Performance gains were not uniform. The Nemotron-3-Nano-30B-A3B-Q8_0 model saw a 98% surge, rising from 501 to 990 t/s, while Qwen3-Coder-Next-MXFP4-MOE improved by 77%. Notably, GLM-4.7-Flash-UD-Q4_K_XL, which had already performed comparably to Vulkan on earlier ROCm versions, saw only a marginal 7% gain, suggesting its kernel optimizations were already mature. Token generation speeds remained largely unchanged, indicating the optimization targeted prompt encoding specifically—likely through improved memory bandwidth utilization, kernel fusion, or tensor parallelism enhancements within ROCm’s MIOpen library.

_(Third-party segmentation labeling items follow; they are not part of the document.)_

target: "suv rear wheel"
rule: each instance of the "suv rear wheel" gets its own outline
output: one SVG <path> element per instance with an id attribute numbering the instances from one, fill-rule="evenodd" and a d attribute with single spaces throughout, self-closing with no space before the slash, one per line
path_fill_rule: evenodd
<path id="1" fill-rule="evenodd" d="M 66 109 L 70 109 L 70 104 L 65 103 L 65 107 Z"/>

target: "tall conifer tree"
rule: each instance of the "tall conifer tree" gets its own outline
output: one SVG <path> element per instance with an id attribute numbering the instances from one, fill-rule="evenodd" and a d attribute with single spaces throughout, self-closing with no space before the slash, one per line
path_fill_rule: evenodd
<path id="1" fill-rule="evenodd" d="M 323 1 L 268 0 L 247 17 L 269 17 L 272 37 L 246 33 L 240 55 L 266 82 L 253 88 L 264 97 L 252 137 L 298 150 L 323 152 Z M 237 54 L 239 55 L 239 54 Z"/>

The benchmarks were conducted on AMD’s Ryzen AI Max 395 (codenamed Strix Halo), a high-end mobile processor integrating a 16-core Zen 4 CPU and a 16-core RDNA 3.5 GPU with 16GB of shared LPDDR5X memory. This hardware is designed for on-device AI workloads, making the performance gains particularly relevant for developers and enterprise users seeking to deploy LLMs without relying on cloud infrastructure.
Interactive benchmark charts, hosted on EvaluateAI.ai, confirm the trend across multiple builds between February 11 and 15. The data reveals a steep, consistent climb in prompt throughput with each ROCm revision, suggesting rapid iteration by the open-source community behind llamacpp-rocm. The project’s lead developer, who also operates EvaluateAI.ai, noted that future work will focus on output quality validation—ensuring speed gains do not compromise model accuracy or coherence.

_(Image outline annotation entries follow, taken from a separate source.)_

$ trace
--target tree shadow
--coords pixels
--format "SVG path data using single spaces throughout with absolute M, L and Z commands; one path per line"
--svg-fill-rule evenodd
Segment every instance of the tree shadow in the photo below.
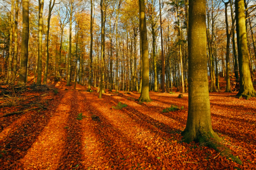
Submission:
M 64 96 L 64 94 L 59 95 L 56 100 L 61 100 Z M 18 164 L 16 160 L 23 158 L 36 141 L 43 129 L 47 126 L 52 112 L 56 110 L 57 107 L 53 105 L 49 106 L 48 109 L 52 110 L 44 111 L 42 109 L 27 112 L 19 117 L 19 125 L 15 125 L 15 129 L 11 130 L 5 138 L 1 139 L 0 148 L 6 151 L 6 154 L 2 158 L 4 162 L 0 167 L 3 169 L 13 169 Z M 40 110 L 40 111 L 39 111 Z M 20 122 L 20 121 L 22 122 Z

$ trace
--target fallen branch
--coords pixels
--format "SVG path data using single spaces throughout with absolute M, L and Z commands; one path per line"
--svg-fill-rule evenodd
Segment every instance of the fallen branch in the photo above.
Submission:
M 200 163 L 195 162 L 187 162 L 187 161 L 184 161 L 183 162 L 184 163 L 194 163 L 194 164 L 200 164 Z
M 220 155 L 220 153 L 218 153 L 218 155 L 217 155 L 216 156 L 214 156 L 214 158 L 213 158 L 213 159 L 214 159 L 215 158 L 217 158 L 217 156 L 218 156 L 218 155 Z
M 39 109 L 39 108 L 40 108 L 40 107 L 38 107 L 38 108 L 32 108 L 32 109 L 27 109 L 27 110 L 22 110 L 22 111 L 19 111 L 19 112 L 13 112 L 13 113 L 7 113 L 7 114 L 4 114 L 4 115 L 1 116 L 0 117 L 7 117 L 7 116 L 11 116 L 11 115 L 14 115 L 14 114 L 20 114 L 20 113 L 24 113 L 24 112 L 28 112 L 28 111 L 30 111 L 30 110 L 35 110 L 35 109 Z

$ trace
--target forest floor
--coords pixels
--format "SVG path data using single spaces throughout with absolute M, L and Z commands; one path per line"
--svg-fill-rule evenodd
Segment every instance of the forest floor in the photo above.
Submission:
M 19 95 L 22 107 L 14 101 L 0 108 L 0 117 L 26 109 L 26 102 L 37 108 L 0 117 L 0 169 L 256 169 L 255 97 L 238 99 L 225 89 L 210 93 L 213 129 L 240 165 L 213 149 L 182 142 L 187 93 L 179 99 L 179 92 L 150 92 L 152 101 L 142 103 L 135 91 L 107 92 L 100 99 L 96 88 L 88 92 L 65 84 L 27 90 Z M 117 109 L 119 102 L 127 106 Z M 172 105 L 179 109 L 162 112 Z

This development carries substantial implications. For years, the AI inference market has been dominated by NVIDIA’s CUDA ecosystem. While AMD has made strides in GPU compute, local LLM deployment has remained a weak spot. The latest ROCm update signals that AMD’s open software stack is maturing rapidly, offering a viable, cost-effective alternative for developers seeking to avoid vendor lock-in or reduce cloud dependency. It also suggests that the open-source community, not just corporate R&D, is now driving critical innovation in AI infrastructure.
As AI models grow larger and more complex, efficient local inference becomes essential for privacy, latency, and regulatory compliance. With this breakthrough, AMD’s ecosystem may finally be poised to challenge NVIDIA’s dominance in the on-device AI space—not by matching raw compute, but by closing the software gap that once held it back.